The products were contaminated with the microbials pseudomonas aeruginosa, candida parapsilosis and acremonium fungi, which were discovered during a quality check after the lotions had already passed through pre-market testing.
These microorganisms are commonly found in nature, and can potentially cause infections in people who are already vulnerable to illness.
The spokesperson commented: “These products might be a danger to someone who has a compromised immune system or an already open wound.”
“There is only a remote possibility of a serious problem, but we are thinking about the customer first and removing the product immediately.”
W.S. Badger reports that it is still investigating the cause of contamination in the two children’s brands.
Returning the products
The firm has recommended that consumers who have purchased the affected products should refrain from using them, and return them to the original point of purchase in order to receive a refund.
They have also stated that they will pay shipping costs for customers who wish to return the products to the company.

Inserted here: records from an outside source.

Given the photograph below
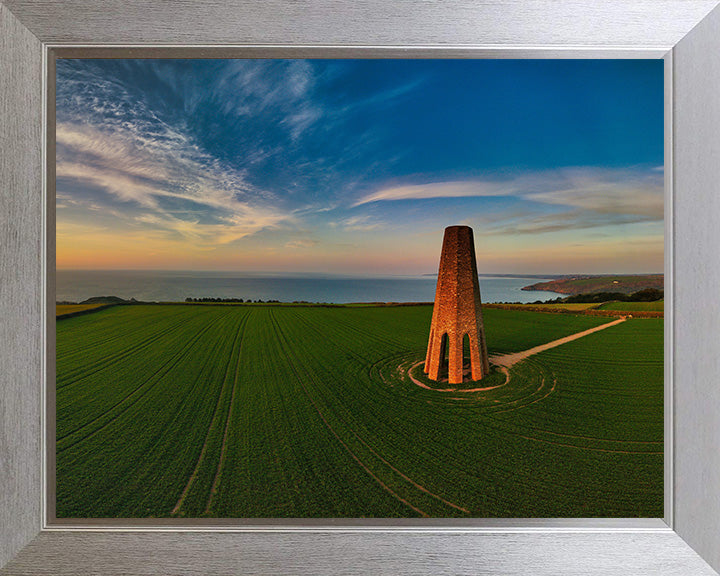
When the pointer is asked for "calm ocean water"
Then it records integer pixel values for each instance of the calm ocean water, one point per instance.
(75, 286)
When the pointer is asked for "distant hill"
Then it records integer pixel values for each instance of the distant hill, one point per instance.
(624, 284)
(106, 300)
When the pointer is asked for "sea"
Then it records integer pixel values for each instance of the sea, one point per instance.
(167, 286)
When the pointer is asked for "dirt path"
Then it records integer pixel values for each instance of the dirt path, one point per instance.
(508, 360)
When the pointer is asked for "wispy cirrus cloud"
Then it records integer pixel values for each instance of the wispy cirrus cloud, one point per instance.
(637, 192)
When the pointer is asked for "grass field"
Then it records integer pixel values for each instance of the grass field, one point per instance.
(658, 306)
(236, 411)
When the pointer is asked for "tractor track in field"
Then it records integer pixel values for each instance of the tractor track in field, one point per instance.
(139, 391)
(367, 446)
(337, 436)
(240, 330)
(509, 360)
(223, 449)
(107, 361)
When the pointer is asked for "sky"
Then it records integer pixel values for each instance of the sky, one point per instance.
(357, 166)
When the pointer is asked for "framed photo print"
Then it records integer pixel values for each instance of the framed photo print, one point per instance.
(288, 296)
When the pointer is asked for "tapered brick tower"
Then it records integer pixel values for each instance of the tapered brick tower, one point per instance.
(457, 310)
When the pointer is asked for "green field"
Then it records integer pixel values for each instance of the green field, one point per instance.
(658, 306)
(267, 411)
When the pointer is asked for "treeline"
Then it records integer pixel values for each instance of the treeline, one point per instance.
(232, 300)
(646, 295)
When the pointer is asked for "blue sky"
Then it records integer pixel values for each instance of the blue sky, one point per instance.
(357, 166)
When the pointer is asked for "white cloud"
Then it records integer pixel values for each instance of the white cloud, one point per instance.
(458, 189)
(151, 172)
(610, 191)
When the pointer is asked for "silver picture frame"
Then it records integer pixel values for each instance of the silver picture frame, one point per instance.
(686, 33)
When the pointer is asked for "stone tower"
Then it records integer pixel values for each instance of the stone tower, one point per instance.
(457, 310)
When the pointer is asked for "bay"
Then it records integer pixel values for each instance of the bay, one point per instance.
(172, 286)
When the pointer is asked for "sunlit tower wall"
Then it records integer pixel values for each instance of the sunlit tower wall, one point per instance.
(457, 311)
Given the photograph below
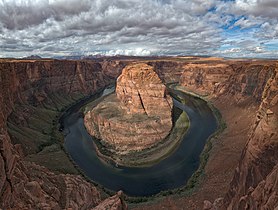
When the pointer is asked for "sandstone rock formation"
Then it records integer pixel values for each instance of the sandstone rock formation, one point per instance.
(255, 184)
(25, 185)
(140, 115)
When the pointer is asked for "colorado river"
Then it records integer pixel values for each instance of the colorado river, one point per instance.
(170, 173)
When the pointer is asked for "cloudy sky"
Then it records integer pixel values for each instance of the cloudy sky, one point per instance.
(233, 28)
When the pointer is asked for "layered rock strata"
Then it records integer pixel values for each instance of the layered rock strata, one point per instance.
(138, 117)
(29, 84)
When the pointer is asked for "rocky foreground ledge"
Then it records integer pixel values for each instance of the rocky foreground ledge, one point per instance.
(137, 117)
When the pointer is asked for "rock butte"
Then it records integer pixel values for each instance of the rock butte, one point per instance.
(131, 120)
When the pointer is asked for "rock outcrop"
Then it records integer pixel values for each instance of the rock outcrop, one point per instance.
(25, 185)
(255, 183)
(131, 120)
(29, 83)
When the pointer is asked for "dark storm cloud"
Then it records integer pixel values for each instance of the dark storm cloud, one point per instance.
(139, 27)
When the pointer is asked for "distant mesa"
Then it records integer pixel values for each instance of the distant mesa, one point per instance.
(137, 117)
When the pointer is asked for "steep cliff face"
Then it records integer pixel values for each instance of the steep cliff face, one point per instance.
(131, 121)
(255, 185)
(24, 185)
(140, 90)
(239, 79)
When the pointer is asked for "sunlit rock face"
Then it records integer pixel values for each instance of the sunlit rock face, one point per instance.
(138, 116)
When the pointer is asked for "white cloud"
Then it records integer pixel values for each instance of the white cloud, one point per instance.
(135, 27)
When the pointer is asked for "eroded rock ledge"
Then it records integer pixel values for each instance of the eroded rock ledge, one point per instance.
(138, 116)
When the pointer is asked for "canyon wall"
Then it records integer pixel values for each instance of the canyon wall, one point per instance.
(255, 182)
(131, 120)
(25, 185)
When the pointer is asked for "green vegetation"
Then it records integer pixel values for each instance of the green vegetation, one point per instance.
(195, 179)
(36, 128)
(153, 155)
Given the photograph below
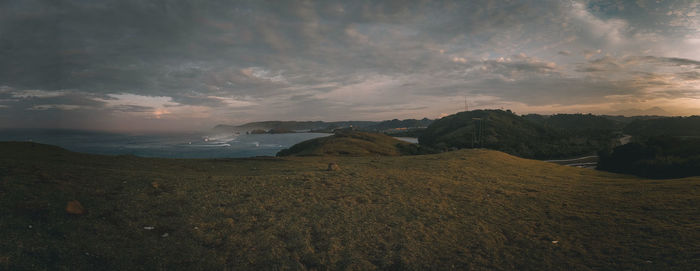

The FDA has requested that all customers suffering adverse effects from these products should report them to the MedWatch Adverse Event Reporting Program either online, by mail or by fax.
The lots affected were 3024A, 3057B, 3063B, 3132A and 3133A for the Baby sunscreen line and lot #3164A for the Kids sunscreen line.
Consumers can identify the affected items by comparing the UPC with with Lot code, which is found on the top front of the tube crimp.